Kids shooting around in their backyard imitate Kobe, Lebron, or Durant; kids playing “soccer” copy Messi or Ronaldo; swimmers emulate Phelps; runners idolise Bolt. If athletes are looked up to as idols, why should their contribution be limited to just the sporting aspect? An athlete’s impact on an impressionable young child’s life should be, and is, much more, it touches every aspect of their life.
The same way a player is punished for not showing the acceptable values, a player should be praised for attempting to demonstrate the right values, not silenced or criticized. Nike gave Kaepernick a platform and Lebron turned “shut up and dribble” into a social movement for athletes. Athletes are more than just athletes, athletes are idols, athletes are public figures, and more importantly: athletes are people. Sport can and should be the athletes’ tool to promote social values, as well as fans’ reason to emulate those values; telling athletes to “shut up and dribble” is dismissing athletes’ political agency and limiting their contributions to society.
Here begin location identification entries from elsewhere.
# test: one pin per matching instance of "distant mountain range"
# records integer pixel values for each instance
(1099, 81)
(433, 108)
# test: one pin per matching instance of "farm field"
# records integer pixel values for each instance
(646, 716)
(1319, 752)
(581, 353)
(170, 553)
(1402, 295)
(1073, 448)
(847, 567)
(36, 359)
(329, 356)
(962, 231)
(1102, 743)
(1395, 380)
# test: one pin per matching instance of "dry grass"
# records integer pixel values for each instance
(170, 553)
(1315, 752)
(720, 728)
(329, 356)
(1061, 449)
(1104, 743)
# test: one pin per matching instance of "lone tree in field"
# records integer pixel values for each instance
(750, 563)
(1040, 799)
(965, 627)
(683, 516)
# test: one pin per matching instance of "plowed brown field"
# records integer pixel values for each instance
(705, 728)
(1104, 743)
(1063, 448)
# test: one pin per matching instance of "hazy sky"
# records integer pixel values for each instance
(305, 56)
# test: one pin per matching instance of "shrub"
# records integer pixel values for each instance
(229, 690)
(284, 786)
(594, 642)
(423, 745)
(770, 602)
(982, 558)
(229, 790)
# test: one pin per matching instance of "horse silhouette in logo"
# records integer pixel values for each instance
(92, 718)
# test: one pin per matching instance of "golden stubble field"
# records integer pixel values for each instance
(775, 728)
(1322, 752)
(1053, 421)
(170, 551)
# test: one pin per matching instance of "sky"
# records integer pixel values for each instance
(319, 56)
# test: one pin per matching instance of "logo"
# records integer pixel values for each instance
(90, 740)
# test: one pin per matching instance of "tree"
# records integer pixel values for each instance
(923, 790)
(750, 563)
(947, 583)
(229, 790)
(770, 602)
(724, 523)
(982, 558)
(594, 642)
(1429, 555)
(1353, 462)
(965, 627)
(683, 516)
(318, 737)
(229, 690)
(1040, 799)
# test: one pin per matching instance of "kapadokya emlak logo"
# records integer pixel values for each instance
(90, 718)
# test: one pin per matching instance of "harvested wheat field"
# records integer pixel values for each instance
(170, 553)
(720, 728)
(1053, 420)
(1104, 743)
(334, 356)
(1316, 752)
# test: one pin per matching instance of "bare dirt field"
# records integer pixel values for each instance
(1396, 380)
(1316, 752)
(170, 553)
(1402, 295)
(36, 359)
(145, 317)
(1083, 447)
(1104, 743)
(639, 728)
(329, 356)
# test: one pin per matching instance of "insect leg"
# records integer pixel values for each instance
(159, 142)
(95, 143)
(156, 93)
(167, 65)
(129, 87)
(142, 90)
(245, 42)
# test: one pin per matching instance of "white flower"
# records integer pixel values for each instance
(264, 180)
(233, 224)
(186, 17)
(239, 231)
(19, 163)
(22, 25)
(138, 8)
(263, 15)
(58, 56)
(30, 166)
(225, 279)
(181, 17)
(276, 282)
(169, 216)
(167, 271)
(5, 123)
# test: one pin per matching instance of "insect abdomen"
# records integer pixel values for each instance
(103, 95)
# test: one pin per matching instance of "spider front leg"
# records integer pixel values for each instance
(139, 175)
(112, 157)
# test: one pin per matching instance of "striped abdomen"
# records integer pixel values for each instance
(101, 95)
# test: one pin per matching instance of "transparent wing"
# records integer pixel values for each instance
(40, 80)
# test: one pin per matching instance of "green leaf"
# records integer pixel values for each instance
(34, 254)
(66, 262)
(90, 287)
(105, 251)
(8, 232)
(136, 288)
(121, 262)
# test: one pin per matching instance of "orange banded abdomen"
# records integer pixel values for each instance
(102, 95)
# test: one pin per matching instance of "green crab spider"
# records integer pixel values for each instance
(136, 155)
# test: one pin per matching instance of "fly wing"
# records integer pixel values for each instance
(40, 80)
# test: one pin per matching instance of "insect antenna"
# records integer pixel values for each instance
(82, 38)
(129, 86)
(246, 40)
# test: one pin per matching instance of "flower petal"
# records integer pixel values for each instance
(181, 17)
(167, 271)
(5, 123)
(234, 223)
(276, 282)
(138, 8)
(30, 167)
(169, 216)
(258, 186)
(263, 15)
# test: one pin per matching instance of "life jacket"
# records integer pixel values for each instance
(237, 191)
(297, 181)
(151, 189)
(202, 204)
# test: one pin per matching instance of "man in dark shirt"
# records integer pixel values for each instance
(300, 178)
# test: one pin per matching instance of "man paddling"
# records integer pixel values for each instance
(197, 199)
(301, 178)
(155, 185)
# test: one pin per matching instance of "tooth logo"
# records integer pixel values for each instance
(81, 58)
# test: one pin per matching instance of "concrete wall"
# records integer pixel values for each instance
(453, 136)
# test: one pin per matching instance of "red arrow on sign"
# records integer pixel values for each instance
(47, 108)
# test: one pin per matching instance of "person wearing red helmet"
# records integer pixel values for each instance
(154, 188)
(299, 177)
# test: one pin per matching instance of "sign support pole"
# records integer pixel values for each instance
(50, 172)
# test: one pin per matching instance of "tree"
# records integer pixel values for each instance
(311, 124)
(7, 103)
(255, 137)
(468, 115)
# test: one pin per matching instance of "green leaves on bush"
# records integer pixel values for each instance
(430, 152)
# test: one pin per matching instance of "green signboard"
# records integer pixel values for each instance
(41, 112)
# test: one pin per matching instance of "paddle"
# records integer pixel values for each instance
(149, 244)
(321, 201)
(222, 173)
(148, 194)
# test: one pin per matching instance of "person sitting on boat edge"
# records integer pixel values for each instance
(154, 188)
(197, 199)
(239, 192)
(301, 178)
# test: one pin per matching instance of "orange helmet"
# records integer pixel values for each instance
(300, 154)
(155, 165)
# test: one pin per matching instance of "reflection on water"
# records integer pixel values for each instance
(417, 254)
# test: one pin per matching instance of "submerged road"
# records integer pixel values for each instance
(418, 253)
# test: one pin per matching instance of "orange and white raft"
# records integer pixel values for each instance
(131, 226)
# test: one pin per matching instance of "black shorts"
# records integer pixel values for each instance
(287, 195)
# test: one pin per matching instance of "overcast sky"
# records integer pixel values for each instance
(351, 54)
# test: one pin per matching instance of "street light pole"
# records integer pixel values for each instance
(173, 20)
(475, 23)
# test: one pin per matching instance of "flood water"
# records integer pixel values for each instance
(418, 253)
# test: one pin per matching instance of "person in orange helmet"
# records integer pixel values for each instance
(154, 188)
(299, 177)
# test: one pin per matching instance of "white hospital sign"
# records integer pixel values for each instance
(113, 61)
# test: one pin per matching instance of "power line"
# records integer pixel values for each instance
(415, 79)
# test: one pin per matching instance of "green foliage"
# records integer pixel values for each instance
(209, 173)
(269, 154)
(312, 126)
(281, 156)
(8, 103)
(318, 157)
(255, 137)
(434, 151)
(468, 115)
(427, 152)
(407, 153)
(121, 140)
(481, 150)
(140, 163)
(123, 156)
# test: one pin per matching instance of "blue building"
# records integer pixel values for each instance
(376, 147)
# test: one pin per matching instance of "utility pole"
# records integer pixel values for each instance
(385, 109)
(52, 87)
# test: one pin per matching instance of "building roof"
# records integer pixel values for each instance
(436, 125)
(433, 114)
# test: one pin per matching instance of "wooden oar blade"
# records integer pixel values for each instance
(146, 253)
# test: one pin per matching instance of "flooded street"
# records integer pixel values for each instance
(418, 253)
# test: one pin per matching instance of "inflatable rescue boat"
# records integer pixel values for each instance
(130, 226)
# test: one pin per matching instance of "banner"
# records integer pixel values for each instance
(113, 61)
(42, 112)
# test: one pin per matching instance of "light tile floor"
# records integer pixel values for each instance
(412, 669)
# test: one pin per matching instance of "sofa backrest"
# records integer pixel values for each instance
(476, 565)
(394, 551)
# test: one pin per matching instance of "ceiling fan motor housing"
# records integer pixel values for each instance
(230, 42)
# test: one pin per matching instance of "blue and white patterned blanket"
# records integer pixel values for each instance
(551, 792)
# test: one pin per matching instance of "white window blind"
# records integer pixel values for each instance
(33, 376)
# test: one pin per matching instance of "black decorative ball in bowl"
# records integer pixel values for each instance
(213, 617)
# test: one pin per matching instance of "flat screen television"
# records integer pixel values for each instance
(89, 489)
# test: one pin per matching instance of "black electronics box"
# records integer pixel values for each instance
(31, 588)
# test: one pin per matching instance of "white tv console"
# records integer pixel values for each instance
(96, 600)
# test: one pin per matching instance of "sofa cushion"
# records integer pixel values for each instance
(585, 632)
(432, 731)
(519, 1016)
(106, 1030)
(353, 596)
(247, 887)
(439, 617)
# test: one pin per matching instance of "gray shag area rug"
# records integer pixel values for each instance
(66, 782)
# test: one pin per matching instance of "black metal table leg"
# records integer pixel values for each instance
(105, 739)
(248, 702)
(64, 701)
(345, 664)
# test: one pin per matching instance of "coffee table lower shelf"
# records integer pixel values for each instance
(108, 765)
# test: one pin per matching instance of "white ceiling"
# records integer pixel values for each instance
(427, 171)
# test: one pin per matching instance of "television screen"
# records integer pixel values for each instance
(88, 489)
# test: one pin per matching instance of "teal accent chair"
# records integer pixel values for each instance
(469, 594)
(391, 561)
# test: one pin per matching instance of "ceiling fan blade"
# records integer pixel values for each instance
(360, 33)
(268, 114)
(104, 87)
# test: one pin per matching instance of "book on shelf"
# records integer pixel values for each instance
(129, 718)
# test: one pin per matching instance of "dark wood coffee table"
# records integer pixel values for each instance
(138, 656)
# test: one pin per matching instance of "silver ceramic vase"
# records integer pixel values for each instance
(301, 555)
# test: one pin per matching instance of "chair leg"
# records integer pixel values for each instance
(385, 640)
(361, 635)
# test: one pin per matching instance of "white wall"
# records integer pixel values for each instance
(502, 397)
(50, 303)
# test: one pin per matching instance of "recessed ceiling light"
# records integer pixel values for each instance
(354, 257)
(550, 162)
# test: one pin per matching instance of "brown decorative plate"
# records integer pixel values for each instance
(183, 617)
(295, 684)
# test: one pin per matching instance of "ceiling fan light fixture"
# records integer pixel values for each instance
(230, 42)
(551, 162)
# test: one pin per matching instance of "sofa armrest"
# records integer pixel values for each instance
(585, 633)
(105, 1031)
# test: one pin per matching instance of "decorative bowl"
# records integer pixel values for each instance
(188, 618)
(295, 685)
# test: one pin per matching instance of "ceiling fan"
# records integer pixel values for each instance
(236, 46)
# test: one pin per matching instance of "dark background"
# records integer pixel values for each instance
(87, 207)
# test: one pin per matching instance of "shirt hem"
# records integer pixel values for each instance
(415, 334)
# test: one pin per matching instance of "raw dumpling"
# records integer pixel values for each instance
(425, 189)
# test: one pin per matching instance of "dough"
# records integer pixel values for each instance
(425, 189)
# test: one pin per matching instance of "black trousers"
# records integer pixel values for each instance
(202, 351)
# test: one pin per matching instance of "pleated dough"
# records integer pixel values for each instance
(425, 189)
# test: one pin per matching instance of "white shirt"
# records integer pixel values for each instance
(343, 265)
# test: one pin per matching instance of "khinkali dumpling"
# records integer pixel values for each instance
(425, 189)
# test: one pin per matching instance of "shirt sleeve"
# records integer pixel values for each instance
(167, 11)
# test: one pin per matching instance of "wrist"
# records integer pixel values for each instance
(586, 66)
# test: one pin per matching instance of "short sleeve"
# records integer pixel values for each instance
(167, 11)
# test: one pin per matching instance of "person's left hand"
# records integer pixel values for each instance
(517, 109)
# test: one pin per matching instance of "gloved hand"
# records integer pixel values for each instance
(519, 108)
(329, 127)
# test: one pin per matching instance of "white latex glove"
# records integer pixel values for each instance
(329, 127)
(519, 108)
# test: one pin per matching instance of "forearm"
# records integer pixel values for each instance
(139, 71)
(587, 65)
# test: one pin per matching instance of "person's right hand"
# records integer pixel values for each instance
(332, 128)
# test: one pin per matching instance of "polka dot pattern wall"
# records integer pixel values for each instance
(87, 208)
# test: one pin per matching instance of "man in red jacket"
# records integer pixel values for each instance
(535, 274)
In sum, an athlete is not just an athlete, and a sport is not just a sport.
Sport is not just a platform for athletes to protest social injustices. Sport is sometimes a tool people use to better their lives. People in lower social classes sometimes utilize sport, as Allen Iverson did with basketball, to better their lives and refrain from committing crimes. People in those same communities also turn to sport to help children from marginalized and disadvantaged communities integrate with other children and learn social values, like The Equalizer Programme (The Equalizer Explained). Some people use sport to cope with personal problems or to relate with others and integrate. Sport is a medium, sport is a tool, sport is more than just sport.
Whether it is a 7-year old counting down the shot clock pretending to be Michael Jordan in the 1998 finals ready to take the iconic last second shot over the Utah Jazz, or a young kid in 2019 using football as a tool to help relate with kids of the same age and learn social values: Sport is the social catalyst that drives change, sport is a tool to eliminate segregation, sport is a way out, a mental escape, a physical and financial way to escape social hardships. Sport can be anything you need it to be and, no matter what the metrics say, a sport is never just a sport.
To the kids who yell “Kobe” while shooting on double rims in their neighborhood court, to the volunteers who dream of using sport as a tool to end social hardships for young students, to the young athletes who dream of using sport to change their lives: Never stop dreaming, never let anyone tell you that a sport is just a sport. Dream big; let sport change your lives, let sport change more lives, let sport change the world.